Abstract

Analysis of laboratory value often lacks assessment of the laboratory's impact on quality of care. In this study, we aimed to determine the impact of bringing a heparin-induced thrombocytopenia (HIT) antibody assay in-house on a quality metric-patient hospital length of stay (LOS)-and assess any associated cost savings. A retrospective review of patient visits with a HIT antibody assay over a 7-year period determined the mean LOS in send-out vs in-house HIT antibody assay cohorts as well as cohorts of positive and negative results.
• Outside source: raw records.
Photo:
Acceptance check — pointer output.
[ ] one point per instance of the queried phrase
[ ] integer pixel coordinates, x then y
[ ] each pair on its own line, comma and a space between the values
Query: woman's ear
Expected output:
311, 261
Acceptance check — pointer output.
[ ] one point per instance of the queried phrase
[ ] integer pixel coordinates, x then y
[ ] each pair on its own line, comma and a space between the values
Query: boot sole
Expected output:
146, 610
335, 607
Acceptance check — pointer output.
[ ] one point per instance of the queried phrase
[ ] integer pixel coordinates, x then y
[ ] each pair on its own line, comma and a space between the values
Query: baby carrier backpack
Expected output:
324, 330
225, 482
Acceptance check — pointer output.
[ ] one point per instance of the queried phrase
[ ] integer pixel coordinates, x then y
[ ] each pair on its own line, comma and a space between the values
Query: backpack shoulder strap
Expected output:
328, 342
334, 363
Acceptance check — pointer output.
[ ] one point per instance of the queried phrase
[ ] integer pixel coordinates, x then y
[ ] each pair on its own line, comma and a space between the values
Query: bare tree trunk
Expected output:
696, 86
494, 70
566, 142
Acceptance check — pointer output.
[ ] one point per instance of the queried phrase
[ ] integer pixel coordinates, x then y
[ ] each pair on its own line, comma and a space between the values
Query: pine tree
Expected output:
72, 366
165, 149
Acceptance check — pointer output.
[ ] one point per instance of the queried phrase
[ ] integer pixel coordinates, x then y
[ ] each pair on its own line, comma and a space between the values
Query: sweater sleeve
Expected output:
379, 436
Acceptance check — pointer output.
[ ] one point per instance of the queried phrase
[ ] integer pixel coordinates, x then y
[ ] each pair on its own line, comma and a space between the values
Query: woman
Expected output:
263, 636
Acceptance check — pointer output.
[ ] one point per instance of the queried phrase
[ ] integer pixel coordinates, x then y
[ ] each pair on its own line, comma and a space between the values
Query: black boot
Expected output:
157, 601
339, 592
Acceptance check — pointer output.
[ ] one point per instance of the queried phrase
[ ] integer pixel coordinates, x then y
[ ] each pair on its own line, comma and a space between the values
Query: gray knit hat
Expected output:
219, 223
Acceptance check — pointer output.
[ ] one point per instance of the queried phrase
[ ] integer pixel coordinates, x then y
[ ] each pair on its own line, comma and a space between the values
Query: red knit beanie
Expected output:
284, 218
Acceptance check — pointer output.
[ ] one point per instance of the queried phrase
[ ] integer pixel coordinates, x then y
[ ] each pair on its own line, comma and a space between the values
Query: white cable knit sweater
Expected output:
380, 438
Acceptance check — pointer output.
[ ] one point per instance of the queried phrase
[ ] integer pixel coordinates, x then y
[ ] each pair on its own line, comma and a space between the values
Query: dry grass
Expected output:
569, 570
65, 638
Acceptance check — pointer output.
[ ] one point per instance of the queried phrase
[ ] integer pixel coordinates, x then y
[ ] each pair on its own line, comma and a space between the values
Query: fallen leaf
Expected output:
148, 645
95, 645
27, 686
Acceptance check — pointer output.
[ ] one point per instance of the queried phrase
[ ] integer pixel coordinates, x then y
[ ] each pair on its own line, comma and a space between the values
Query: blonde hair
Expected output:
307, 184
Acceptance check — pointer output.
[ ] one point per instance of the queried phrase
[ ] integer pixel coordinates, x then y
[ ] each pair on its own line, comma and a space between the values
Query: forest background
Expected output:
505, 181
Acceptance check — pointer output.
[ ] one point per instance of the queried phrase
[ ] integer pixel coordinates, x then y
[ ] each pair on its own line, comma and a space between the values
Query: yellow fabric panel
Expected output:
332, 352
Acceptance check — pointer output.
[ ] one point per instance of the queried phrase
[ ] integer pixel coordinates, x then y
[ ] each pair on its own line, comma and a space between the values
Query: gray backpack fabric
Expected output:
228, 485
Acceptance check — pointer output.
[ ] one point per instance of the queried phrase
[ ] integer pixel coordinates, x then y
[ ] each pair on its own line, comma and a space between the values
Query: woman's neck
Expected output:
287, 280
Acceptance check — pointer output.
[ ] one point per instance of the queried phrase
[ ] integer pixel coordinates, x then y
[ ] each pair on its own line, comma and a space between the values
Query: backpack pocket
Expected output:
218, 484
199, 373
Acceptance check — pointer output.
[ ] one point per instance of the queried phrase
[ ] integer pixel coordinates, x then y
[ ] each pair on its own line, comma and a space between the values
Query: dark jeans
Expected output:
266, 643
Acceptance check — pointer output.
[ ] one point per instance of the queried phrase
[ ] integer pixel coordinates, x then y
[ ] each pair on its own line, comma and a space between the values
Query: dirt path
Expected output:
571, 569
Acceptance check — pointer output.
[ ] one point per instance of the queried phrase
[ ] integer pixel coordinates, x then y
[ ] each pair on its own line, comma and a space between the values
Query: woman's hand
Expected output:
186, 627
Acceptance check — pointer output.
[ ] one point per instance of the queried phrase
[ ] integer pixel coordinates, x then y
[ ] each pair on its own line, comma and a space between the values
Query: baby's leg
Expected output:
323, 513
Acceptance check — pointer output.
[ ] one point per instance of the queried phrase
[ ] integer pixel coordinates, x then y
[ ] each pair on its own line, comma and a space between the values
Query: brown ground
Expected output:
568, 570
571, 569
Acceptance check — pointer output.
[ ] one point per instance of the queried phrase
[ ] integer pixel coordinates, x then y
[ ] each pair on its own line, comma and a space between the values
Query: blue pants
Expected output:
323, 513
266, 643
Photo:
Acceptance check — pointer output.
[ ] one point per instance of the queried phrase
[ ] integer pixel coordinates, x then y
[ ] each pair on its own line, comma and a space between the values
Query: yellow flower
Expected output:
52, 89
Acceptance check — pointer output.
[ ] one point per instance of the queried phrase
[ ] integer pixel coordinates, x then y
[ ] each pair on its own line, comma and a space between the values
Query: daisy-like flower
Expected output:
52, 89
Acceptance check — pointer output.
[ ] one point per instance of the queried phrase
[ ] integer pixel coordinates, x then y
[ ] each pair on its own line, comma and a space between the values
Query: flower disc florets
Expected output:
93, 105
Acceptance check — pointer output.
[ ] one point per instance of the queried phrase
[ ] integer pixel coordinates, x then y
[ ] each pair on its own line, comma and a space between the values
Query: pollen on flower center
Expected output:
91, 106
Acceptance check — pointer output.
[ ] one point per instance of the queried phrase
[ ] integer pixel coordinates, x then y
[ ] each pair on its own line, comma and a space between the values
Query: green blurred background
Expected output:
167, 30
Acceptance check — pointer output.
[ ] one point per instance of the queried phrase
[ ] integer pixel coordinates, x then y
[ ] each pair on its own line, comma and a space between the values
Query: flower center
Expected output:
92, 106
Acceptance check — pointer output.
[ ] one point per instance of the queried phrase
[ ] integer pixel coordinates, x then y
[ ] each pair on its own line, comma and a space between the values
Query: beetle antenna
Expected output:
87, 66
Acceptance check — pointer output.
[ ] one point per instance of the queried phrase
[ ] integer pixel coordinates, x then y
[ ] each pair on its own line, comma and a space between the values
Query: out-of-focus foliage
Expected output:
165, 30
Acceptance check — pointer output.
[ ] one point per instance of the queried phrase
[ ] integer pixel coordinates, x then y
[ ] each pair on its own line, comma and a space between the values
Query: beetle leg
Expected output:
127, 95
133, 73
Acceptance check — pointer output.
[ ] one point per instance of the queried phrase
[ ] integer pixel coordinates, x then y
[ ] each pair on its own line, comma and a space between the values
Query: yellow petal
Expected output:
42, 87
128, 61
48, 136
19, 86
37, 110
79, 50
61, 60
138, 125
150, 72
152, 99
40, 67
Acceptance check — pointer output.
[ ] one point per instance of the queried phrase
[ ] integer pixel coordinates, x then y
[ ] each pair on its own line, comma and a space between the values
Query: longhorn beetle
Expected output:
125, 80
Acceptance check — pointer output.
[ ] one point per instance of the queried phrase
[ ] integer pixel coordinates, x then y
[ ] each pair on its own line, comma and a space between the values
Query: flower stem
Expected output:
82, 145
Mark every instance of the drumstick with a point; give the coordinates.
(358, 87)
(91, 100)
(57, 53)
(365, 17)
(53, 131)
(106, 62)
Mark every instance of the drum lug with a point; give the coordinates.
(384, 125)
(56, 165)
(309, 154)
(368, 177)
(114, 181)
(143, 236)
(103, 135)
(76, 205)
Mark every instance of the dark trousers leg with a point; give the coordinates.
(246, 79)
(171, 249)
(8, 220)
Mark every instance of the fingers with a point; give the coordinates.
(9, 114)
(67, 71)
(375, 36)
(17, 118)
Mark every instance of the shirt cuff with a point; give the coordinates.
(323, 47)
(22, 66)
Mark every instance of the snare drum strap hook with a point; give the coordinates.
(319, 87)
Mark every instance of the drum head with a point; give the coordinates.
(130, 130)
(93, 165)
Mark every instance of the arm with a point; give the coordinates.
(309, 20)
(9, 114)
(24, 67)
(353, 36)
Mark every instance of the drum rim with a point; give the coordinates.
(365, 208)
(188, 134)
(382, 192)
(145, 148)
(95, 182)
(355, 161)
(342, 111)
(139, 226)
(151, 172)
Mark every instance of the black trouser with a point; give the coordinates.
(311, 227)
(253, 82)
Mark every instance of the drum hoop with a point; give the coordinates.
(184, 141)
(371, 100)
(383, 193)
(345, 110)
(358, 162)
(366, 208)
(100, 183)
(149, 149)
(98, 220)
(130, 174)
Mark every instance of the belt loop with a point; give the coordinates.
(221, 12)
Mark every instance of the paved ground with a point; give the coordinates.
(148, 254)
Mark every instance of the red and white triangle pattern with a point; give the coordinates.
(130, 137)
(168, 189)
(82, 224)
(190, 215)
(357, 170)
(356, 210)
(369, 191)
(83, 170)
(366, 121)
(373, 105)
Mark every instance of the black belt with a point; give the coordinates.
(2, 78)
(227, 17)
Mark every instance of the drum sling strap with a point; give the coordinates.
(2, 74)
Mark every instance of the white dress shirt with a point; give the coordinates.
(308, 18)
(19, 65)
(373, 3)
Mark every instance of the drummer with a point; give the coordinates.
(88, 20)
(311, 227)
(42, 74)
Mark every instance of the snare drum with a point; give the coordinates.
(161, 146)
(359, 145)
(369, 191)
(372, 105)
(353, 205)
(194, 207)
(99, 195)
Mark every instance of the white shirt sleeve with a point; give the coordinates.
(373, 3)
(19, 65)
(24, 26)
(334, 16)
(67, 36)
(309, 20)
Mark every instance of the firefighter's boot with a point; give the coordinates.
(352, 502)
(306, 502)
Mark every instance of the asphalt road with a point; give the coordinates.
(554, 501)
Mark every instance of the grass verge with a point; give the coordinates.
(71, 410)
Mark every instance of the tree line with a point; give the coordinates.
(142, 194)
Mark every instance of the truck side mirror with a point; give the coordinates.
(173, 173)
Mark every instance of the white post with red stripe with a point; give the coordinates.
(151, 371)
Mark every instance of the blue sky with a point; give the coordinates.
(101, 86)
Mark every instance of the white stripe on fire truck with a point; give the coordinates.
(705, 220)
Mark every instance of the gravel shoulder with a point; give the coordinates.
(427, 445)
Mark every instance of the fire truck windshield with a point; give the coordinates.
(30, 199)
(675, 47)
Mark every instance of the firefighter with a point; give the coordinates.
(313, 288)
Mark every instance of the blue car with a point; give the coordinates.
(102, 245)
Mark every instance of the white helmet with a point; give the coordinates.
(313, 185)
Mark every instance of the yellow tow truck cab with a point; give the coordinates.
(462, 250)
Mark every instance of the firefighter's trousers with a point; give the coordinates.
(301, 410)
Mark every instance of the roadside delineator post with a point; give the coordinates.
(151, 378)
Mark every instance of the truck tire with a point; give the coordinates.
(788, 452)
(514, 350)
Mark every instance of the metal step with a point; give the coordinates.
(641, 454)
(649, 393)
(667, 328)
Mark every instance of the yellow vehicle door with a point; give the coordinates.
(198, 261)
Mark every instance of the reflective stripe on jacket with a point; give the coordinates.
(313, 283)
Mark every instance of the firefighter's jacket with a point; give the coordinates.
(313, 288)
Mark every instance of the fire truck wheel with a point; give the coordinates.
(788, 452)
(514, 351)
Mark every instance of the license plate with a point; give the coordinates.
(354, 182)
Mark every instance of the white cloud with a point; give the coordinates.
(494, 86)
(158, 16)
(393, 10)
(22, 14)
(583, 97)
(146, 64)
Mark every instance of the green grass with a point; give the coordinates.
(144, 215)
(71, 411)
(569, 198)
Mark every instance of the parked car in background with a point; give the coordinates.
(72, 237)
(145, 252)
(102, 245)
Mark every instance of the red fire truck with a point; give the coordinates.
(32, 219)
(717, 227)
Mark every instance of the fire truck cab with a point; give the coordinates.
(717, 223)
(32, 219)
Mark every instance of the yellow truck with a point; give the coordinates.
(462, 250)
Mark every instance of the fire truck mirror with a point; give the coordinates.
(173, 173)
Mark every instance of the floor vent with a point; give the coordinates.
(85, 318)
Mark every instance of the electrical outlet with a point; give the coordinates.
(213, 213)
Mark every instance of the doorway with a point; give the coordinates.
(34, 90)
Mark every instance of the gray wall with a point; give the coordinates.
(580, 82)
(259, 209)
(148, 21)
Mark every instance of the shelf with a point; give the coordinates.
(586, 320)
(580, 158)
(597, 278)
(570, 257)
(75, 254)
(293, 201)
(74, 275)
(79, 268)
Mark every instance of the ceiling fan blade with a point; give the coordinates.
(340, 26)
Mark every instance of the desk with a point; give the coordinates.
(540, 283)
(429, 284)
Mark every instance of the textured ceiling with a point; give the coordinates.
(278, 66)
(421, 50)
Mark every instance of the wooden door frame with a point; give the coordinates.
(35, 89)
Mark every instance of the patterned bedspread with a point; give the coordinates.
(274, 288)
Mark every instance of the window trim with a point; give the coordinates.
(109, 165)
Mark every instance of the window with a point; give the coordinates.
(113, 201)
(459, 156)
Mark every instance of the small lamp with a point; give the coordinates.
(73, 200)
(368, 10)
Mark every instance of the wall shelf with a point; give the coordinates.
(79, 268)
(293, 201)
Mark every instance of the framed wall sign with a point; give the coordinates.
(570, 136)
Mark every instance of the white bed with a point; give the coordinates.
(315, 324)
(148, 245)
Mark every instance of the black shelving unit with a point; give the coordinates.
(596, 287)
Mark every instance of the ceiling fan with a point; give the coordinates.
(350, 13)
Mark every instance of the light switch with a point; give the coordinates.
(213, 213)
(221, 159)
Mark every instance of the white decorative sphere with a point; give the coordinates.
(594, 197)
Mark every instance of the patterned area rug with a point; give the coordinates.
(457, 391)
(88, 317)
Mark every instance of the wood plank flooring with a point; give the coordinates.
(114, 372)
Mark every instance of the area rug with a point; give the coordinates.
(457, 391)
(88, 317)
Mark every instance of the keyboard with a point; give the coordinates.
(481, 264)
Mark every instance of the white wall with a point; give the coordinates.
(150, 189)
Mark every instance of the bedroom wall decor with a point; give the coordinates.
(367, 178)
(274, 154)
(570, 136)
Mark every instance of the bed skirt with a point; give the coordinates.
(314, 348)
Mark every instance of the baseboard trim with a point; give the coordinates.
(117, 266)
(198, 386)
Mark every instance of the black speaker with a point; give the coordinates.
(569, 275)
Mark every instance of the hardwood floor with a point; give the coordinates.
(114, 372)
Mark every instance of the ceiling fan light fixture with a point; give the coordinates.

Our systemwide mean LOS and metrics of acuity were analyzed. We performed a financial analysis of estimated cost savings. We found a mean LOS reduction of 3.97 days in the in-house cohort, with no evidence of a systemwide LOS decrease or a decline in patient acuity. This reduction was largely driven by a reduction in LOS among patients with a negative assay result. We found an estimated total cost savings of $3.9 million and an estimated mean savings per patient of $7,305, despite escalating health care costs over time. We demonstrated a reduction in LOS following the introduction of an in-house HIT antibody assay that cannot be attributed to either systemwide initiatives or reduced patient acuity and was driven largely by patients with negative assays. This reduction was associated with significant estimated cost savings.